Dans le cas du français d’Afrique du Nord, un processus similaire fut ébauché au XIXème siècle puis, sinon arrêté, du moins freiné par la généralisation de l’instruction publique et, de nos jours, par le déracinement. Plus qu’un simple parler, le pataouète aurait pu être l’amorce d’un dialecte nouveau mais il n’a pu s’épanouir complètement en raison des circonstances historiques et sociales.

Albert Camus, lui, paraissait ne voir dans le pataouète qu’un parler local, du français émaillé de quelques vocables typiques. C’est du moins ce qui ressort, sans solliciter le texte, nous semble-t-il, d’un passage de « L’été à Alger » dans lequel il écrit : « Le narrateur ne parle pas toujours comme le Cagayous de Musette. Qu’on ne s’en étonne pas. La langue de Cagayous est souvent une langue littéraire, je veux dire une reconstruction. Les gens du milieu ne parlent pas toujours argot. Ils emploient des mots d’argot, ce qui est différent ».

Ainsi, selon Camus, le pataouète, terme par lequel on désigne communément la façon de s’exprimer des Français d’Afrique du Nord, n’aurait, d’un point de vue linguistique, qu’une réalité assez mince. Il n’est pas sûr que notre éminent compatriote ait vu juste sur ce point. E.F. Gautier a plus judicieusement parlé d’un « dialecte français en formation ». En témoignent la richesse lexicale du pataouète, ses originalités syntaxiques et le fait, incontestable, que des textes, certes fort soutenus, comme ceux de Musette ou de Brua sont incompris des Français métropolitains. Car le Français d’Afrique du Nord n’a pas seulement un accent et un phrasé particuliers, sa longue présence au sud de la Méditerranée et de forts courants d’immigration y ont fait naître une quasi langue régionale composée d’un assemblage unique de français, d’espagnol, de catalan, d’italien et d’arabe. Un semis de mots maltais y est également décelable, à quoi il faut ajouter -(une étude attentive manque, qui ferait ressortir aisément ce point)-, venant du milieu israélite, la survivance de termes propres issus du dialecte judéo-arabe longtemps pratiqué par cette communauté. L’humoriste Elie Kakou en a usé pour créer le personnage de Madame Sarfaty, et, comme le disait feu Roland Bacri, dans son « Trésor des Racines pataouètes », à propos du langage pied-noir en général : « C’est un propos pourri (sic) d’espagnol, d’italien, d’arabe et de français naturel ».

En Oranie, le pataouète avait des caractéristiques propres, marquées notamment par l’abondance des hispanismes ou l’emploi pur et simple de termes castillans. Ainsi un enfant parlait-il de sa bilotche ou de sa bilotcha pour dire un cerf-volant.

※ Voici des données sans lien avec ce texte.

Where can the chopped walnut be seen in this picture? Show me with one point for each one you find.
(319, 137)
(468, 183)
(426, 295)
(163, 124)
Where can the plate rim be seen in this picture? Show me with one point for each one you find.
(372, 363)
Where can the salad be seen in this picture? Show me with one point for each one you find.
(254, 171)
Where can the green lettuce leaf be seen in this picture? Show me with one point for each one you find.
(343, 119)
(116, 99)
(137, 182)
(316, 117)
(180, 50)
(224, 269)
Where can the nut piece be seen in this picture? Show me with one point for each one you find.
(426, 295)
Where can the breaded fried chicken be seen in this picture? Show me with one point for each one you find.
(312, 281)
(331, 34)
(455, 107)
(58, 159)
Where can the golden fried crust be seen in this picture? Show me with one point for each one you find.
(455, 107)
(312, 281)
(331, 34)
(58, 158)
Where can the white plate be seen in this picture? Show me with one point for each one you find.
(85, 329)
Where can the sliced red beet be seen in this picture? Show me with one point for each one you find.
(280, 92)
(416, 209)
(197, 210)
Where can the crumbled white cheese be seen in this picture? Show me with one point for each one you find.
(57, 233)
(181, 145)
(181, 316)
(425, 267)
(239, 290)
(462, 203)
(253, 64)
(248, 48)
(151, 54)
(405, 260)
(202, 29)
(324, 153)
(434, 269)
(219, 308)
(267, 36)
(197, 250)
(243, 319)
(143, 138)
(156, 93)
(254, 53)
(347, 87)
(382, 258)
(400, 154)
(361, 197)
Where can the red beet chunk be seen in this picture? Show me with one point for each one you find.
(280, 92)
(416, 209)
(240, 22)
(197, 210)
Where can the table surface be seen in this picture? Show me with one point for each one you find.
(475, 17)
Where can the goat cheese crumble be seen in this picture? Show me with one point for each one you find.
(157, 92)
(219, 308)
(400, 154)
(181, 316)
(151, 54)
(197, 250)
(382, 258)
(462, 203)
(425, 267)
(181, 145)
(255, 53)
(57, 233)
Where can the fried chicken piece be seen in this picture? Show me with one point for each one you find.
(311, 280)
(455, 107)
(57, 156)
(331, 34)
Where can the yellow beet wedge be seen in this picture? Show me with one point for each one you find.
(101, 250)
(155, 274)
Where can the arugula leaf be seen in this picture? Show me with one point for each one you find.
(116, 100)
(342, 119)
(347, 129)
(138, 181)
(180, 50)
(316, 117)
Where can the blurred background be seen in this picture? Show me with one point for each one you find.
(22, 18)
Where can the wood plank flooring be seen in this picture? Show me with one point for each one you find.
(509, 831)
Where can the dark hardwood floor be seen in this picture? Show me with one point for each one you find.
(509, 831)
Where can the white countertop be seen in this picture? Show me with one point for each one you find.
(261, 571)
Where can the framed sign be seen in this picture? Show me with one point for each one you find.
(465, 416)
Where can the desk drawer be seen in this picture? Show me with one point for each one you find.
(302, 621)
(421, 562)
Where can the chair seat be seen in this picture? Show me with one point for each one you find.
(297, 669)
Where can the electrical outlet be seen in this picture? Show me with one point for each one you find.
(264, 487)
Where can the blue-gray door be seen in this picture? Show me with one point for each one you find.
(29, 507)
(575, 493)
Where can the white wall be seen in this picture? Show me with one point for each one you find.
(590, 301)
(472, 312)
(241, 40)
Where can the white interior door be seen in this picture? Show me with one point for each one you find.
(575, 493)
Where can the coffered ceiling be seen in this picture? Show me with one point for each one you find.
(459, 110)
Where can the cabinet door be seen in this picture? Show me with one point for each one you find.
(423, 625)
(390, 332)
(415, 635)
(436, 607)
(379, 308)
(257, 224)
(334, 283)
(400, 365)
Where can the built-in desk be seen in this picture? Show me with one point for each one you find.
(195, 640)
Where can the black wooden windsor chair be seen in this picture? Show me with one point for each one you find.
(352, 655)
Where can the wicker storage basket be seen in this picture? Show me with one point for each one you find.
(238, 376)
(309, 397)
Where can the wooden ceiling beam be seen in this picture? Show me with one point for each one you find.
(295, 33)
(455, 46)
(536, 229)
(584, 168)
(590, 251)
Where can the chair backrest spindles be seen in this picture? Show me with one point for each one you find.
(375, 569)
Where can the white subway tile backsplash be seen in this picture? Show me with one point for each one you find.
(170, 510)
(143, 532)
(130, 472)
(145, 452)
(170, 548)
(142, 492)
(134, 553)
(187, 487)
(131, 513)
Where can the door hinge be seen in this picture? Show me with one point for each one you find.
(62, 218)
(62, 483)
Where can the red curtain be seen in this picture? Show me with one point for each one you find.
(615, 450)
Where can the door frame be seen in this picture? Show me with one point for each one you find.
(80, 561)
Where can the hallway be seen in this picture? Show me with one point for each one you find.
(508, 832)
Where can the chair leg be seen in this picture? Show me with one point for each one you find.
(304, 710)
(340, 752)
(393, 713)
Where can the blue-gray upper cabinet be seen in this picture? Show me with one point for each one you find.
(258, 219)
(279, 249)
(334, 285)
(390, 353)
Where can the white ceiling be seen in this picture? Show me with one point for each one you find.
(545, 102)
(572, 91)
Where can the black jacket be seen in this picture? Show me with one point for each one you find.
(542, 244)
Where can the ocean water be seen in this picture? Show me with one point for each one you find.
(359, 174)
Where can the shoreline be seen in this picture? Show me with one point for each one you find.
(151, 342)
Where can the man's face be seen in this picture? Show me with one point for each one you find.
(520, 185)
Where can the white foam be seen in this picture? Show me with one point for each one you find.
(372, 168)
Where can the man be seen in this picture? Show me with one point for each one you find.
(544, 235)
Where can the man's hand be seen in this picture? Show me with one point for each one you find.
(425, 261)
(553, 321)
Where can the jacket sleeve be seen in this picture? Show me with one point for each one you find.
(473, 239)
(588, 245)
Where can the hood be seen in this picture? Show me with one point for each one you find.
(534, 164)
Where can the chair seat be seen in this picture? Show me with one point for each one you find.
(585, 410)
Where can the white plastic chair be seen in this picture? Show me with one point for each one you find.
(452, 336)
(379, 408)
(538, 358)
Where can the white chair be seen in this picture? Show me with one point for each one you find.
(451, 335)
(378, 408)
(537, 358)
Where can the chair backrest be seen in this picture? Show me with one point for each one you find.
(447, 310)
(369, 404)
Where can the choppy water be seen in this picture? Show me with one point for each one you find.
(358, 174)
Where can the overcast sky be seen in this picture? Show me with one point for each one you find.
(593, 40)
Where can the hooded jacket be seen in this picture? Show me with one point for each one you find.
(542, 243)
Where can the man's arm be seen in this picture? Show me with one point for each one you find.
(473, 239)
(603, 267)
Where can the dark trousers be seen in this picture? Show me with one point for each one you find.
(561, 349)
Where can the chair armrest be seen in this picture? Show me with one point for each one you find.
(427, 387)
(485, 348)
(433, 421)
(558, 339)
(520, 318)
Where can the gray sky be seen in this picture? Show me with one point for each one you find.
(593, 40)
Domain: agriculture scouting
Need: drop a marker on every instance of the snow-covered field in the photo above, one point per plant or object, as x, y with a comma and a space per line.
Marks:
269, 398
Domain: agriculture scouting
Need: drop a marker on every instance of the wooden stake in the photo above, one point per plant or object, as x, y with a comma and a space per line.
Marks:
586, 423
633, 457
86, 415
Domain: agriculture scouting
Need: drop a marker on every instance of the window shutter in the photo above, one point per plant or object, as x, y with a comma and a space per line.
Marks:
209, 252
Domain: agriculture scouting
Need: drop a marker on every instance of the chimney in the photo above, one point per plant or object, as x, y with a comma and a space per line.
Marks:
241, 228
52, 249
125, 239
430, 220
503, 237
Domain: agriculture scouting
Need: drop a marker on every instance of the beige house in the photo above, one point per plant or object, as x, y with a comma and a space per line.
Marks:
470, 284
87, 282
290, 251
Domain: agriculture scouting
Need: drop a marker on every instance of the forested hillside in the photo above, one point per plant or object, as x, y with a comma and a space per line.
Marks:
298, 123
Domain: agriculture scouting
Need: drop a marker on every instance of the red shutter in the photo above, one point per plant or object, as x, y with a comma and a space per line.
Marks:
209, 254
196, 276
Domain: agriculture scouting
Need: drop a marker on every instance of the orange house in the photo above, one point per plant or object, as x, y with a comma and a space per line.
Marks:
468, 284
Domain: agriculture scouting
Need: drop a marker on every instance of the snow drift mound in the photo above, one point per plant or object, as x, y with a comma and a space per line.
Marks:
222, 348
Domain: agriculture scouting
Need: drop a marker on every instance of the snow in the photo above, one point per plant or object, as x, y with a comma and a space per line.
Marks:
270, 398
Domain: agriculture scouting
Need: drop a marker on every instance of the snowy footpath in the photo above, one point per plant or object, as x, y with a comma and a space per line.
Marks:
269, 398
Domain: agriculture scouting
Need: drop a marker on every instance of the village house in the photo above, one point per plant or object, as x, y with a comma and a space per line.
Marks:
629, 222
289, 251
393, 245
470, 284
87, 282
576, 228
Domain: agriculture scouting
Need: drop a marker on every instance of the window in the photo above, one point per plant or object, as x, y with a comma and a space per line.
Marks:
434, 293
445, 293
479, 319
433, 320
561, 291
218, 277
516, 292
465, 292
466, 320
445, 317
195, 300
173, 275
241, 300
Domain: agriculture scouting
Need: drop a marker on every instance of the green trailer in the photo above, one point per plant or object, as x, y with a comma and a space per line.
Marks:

Gilbert Espinal avait su recueillir de savoureux dialogues, pittoresques, dans les quartiers d’Oran comme dans sa propre famille. Il en fit une chronique célèbre à la radio locale. Ses différents livres en portent également le précieux témoignage.

Née dans les quartiers populaires, cette façon de parler amusante était néanmoins comprise dans toutes les classes de la société. Les élèves des lycées les plus huppés la pratiquaient très spontanément dans les cours de récréation. Il n’était pas rare, par exemple au lycée Bugeaud, de les entendre exprimer la crainte de se faire agopper par le surgé. Frauder durant un contrôle se disait centrer ; une anti-sèche s’appelait un cartouche ; les élèves trop conformistes étaient des zhibeurs. A Oran, des tchoupons, etc….

Mais cette brève analyse ne saurait s’achever sans qu’y soit indiqué que ce langage, très humoristique, ne peut se comprendre sans référence au goût des Pieds-Noirs pour la dérision, la caricature, le rire en général. (Je pense au livre de Gabriel Conesa récemment disparu intitulé « Bab-el-Oued notre paradis perdu »). En effet langue, langage ou simple parlé, le pataouète dévoile ce peuple tel qu’il était quotidiennement, à travers ses blagues, sa gouaille, ses indignations. Il est le témoin d’une époque, le miroir de la vie, de la joie de vivre, de la diversité et de la liberté de cette population, qui aimait le ciel, la terre et la splendeur du monde.